6. The non-contact tire load prediction method according to claim 1, characterized in that: The model training process in step 3 is as follows: The hyperparameters of the tire load prediction model are iteratively optimized using a Bayesian optimization algorithm, and the tire load prediction model with the optimal hyperparameters is generated based on a cross-validation strategy as the trained tire load prediction model.
7. The non-contact tire load prediction method according to claim 6, characterized in that: The Bayesian optimization algorithm's optimization process specifically includes: Step 3.1: Divide the comprehensive tire feature dataset into a training set and a test set, and use a k-fold cross-validation strategy on the training set; Step 3.2: Set the objective function as the average coefficient of determination of k-fold cross-validation; Step 3.3: Use the Bayesian optimization algorithm to jointly optimize the number of trees, maximum depth, and learning rate of the lightweight gradient boosting module, as well as the embedding dimension, learning rate, and hidden layer structure of the deep neural network module.
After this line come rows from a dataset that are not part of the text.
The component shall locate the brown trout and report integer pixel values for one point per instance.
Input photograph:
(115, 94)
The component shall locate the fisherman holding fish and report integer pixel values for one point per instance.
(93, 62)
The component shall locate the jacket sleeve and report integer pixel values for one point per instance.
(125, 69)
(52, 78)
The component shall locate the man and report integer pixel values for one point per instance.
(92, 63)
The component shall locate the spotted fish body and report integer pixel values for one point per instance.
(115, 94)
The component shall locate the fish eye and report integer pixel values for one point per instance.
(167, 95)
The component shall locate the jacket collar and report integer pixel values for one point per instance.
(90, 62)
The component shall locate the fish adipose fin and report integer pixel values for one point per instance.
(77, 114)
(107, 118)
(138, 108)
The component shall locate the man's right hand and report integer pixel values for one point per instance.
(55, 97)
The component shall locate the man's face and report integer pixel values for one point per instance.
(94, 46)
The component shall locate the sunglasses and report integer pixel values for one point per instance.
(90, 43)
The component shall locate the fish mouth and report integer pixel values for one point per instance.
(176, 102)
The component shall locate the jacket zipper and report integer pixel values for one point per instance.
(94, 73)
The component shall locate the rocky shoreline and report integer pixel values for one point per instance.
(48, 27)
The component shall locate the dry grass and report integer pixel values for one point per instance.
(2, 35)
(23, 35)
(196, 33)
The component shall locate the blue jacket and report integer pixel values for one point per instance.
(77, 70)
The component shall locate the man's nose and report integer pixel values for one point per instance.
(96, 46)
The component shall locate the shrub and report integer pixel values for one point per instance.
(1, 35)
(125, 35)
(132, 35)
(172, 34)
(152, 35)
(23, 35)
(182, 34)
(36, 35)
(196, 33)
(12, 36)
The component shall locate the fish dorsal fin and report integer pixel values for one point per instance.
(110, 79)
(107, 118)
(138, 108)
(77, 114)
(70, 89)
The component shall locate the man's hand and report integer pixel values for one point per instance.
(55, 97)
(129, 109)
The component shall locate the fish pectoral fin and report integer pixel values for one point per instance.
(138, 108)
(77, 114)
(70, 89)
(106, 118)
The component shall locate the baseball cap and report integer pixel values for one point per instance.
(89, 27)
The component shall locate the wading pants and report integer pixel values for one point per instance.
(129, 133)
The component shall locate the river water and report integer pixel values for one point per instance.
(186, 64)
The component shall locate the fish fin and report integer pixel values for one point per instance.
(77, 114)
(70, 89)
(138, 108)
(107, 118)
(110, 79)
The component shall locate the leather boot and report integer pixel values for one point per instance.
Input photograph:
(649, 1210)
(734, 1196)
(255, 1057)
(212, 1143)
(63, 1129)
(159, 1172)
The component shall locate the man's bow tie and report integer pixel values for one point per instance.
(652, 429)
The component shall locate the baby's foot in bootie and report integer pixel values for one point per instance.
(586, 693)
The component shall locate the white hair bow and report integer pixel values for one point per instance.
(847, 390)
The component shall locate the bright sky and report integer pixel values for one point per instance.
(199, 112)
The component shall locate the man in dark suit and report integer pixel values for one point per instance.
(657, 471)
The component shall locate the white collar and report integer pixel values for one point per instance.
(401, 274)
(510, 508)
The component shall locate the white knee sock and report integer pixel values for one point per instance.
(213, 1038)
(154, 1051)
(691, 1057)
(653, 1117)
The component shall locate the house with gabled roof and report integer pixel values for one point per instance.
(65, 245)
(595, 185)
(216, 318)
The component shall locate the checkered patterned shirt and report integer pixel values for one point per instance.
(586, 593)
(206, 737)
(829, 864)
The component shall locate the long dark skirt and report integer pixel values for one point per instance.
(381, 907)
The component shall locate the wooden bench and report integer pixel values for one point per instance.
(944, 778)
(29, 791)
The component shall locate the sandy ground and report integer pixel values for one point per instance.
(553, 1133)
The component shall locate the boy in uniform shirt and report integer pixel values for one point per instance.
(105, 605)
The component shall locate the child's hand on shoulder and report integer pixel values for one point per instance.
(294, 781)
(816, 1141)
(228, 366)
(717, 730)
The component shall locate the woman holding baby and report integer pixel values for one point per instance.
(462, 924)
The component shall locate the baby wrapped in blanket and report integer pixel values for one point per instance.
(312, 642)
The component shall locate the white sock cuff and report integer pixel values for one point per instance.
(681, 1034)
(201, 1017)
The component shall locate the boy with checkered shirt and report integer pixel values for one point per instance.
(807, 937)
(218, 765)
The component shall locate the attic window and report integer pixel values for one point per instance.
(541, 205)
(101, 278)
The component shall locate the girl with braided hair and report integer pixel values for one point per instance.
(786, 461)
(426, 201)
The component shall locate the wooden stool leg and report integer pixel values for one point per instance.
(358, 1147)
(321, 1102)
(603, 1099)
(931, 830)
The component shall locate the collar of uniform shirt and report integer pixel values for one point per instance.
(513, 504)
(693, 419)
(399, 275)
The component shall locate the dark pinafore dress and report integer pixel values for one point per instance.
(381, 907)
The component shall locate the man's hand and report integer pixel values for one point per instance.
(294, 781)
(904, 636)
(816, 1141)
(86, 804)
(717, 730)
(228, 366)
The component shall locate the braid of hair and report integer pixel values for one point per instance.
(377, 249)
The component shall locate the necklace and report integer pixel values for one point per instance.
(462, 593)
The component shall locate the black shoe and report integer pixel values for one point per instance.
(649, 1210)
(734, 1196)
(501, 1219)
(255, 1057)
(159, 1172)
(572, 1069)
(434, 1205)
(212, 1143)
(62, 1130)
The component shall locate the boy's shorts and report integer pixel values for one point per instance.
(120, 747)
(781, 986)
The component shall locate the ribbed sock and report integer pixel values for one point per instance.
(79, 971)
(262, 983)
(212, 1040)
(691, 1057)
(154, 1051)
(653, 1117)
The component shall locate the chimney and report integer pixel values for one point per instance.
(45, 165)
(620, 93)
Step 3.4: When the objective function converges or reaches the preset number of iterations, output the optimal hyperparameter combination and solidify it into the tire load prediction model with the optimal hyperparameters.
8. A non-contact tire load prediction system based on machine learning, characterized in that: Includes image acquisition components, data processing devices, and data visualization devices: The image acquisition component includes an industrial camera unit and a trigger control unit; The data processing device includes a storage unit, a feature extraction program, and a load prediction program. The storage unit is used to store the side image of the tire to be detected captured by the image acquisition component and the pre-trained optimal tire load prediction model; the feature extraction program extracts feature vectors according to the method described in claim 3 and transmits them to the load prediction program; the load prediction program calls the optimal model to perform calculations according to the method described in claim 5, calculates the predicted tire load value, and transmits it to the data visualization device.
9. The non-contact tire load prediction system according to claim 8, characterized in that: The data visualization device has the following functions: Real-time display of high-definition images of the tire sidewalls of the vehicle under test; The predicted tire load values are displayed in numerical form, and the extracted key mechanical deformation parameters and sidewall identifier parameters are listed simultaneously. Historical data query and report generation, recording the time of each detection, predicted load, and vehicle image; When the load value is detected to exceed the statutory or preset limit, an audible and visual alarm is automatically triggered.